Happy Saturday (or Caturday, as my son prefers)! Today I am thrilled to report that I had very little to do and got in lots of relaxation time! My husband was working all day, so our son and I shopped a little and had fun making really cute springtime cupcakes together. We started the day with these carrot raisin waffles that I made a large batch of earlier in the week. These are healthy, a family favorite, and another great item to make in bulk ahead of time to make so your busy weekday mornings are easier. They freeze perfectly.
- 1.5 cups whole wheat flour
- 3 tablespoons brown sugar
- 1.5 teaspoon baking powder
- 1 teaspoon cinnamon
- 1 eggs
- 1-1/4 cup milk (I used almond milk)
- 2 tablespoons vegetable oil
- 3/4 cup grated carrots
- 1/2 cup raisins (optional)
Whisk together dry ingredients in a large mixing bowl. Mix together liquid ingredients in a smaller bowl, then combine into the dry ingredients and mix well.
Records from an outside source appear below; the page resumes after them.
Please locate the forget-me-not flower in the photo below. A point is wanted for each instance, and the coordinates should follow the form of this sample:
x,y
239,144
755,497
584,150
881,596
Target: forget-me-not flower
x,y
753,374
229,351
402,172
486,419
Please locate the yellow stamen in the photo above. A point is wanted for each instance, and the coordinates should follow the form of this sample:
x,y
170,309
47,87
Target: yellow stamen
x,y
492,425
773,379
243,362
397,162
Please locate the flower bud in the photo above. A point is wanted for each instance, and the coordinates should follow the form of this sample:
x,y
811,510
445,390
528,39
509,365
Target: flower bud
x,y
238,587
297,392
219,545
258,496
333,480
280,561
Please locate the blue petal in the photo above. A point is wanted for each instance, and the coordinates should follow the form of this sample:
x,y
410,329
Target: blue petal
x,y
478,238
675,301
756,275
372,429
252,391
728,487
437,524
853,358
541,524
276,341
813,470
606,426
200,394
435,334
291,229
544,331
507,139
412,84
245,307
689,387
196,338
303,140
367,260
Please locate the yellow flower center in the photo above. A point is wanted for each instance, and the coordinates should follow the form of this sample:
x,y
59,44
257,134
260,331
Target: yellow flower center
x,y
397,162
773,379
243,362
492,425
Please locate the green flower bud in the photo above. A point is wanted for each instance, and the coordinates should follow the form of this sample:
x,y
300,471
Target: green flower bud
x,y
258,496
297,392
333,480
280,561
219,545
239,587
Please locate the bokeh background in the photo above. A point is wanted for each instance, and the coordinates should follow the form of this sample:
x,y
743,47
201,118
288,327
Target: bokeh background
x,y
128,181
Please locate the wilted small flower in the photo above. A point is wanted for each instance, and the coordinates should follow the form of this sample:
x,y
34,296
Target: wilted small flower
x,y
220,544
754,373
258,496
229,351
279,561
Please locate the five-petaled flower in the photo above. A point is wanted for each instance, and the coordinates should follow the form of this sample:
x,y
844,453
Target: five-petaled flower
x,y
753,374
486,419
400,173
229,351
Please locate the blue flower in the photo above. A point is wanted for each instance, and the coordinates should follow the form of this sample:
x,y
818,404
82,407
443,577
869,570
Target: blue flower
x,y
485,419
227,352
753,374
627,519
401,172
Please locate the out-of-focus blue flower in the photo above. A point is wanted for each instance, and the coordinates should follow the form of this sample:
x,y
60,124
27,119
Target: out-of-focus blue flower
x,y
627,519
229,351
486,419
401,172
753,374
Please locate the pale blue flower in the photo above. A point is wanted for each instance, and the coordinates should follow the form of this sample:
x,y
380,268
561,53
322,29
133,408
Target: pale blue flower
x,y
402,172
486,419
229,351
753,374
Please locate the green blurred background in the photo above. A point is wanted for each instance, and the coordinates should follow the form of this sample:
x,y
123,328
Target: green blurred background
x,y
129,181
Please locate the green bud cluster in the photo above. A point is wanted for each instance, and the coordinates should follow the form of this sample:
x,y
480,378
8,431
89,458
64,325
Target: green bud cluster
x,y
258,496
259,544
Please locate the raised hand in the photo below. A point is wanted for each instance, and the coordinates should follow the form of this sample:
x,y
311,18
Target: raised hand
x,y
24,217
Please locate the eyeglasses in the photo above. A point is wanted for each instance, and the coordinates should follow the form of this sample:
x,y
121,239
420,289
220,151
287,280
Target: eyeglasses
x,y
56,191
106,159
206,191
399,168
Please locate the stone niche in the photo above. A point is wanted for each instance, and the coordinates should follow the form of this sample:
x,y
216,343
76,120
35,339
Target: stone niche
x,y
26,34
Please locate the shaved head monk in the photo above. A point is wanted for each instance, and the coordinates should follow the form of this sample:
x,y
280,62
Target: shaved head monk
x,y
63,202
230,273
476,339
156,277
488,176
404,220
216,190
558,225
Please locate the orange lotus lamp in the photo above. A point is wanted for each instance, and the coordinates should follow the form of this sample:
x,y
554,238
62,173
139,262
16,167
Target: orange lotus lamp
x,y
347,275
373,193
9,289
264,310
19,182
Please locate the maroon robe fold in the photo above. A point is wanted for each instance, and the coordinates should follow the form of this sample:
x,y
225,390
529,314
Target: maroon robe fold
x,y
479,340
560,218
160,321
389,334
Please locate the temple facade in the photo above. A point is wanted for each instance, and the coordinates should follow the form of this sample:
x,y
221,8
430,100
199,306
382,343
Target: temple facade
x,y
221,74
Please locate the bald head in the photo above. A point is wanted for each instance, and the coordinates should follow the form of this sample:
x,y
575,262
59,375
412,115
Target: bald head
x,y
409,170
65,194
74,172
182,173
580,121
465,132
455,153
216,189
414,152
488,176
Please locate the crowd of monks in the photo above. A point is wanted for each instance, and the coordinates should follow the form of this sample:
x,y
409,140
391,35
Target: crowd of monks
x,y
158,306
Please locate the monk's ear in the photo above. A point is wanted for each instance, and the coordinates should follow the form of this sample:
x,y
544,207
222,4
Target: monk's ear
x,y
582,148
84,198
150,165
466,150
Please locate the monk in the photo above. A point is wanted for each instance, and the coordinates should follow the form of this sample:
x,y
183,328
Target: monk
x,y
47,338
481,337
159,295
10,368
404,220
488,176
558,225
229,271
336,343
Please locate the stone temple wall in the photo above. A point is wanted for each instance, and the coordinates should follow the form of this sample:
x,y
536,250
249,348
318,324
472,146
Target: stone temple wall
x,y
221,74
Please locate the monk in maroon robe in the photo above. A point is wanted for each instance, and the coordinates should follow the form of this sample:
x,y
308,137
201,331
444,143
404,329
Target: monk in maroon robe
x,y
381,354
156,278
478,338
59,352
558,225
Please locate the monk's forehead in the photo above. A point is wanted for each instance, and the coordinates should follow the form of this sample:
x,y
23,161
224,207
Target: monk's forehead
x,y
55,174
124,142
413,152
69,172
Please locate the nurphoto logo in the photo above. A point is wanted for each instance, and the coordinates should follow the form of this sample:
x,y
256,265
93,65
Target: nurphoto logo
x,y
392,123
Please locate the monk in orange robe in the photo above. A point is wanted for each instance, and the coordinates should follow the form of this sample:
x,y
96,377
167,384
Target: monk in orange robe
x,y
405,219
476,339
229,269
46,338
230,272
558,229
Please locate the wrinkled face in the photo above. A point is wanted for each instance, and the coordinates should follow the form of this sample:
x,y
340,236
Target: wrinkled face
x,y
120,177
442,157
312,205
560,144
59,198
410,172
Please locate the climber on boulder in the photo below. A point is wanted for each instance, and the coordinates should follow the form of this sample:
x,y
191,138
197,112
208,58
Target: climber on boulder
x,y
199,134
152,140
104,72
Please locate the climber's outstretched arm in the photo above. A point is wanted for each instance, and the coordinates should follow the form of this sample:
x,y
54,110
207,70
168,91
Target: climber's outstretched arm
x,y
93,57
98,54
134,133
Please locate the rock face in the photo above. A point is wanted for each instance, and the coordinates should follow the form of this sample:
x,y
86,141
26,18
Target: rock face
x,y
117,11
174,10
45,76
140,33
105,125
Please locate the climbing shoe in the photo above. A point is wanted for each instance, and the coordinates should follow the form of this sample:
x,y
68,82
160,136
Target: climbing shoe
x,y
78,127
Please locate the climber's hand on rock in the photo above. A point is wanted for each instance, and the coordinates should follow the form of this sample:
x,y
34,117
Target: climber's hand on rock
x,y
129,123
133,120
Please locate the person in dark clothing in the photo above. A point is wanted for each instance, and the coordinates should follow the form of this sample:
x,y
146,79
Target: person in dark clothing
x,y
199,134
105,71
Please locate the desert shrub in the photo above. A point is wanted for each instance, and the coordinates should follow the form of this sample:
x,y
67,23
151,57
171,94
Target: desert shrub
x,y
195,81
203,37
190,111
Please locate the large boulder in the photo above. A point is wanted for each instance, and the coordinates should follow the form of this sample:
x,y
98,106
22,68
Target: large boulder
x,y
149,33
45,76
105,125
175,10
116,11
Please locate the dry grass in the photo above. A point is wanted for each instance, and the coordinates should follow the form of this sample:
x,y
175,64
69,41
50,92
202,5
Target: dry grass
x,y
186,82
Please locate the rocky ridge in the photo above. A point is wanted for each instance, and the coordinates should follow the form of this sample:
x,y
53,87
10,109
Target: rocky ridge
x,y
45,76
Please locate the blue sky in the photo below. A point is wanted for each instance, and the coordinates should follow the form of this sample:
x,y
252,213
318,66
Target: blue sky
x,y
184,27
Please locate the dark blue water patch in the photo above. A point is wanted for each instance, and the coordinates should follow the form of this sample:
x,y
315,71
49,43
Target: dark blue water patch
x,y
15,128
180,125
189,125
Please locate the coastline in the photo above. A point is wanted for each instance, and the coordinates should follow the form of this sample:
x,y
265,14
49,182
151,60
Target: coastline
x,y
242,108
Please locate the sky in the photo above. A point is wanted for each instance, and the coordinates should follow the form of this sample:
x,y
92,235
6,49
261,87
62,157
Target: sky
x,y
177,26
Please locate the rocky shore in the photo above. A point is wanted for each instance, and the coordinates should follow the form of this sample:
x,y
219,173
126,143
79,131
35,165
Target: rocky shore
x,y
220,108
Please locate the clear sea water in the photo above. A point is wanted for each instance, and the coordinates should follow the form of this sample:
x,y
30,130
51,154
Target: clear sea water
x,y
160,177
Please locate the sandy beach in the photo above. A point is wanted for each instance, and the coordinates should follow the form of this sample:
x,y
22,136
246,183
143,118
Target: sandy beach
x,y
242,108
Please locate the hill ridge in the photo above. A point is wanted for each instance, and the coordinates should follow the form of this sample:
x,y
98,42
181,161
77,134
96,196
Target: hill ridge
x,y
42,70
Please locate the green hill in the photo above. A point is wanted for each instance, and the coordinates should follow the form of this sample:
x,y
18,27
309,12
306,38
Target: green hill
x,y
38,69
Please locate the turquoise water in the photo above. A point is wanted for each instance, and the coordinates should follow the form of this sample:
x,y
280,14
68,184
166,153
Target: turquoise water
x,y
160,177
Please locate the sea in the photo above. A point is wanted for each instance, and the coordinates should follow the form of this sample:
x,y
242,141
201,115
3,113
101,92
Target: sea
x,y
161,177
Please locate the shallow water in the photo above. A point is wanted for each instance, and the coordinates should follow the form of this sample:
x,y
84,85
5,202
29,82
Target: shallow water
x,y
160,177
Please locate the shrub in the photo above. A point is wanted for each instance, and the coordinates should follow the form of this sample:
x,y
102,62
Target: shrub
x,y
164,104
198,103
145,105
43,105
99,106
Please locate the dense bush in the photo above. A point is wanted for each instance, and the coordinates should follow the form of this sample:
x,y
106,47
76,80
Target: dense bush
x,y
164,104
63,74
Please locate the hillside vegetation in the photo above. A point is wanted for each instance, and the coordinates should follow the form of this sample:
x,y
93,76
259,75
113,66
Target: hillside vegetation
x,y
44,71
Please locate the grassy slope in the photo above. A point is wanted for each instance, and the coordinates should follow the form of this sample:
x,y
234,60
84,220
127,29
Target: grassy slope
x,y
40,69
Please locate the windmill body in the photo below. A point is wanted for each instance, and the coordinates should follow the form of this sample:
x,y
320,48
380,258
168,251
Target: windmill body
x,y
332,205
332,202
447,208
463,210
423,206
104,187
Stir in carrots and raisins (optional – my husband doesn’t like raisins so I split the batter in half to do part with, part without. It doesn’t make any difference in the texture of the finished waffles). Following the directions for your particular waffle iron, place the batter in a preheated waffle iron and cook until golden.
Our waffle iron is the Bella rotating waffle iron and this batter makes three very large, filling waffles. They cook in about five minutes on medium heat. Add some fruit on the side for a perfect breakfast!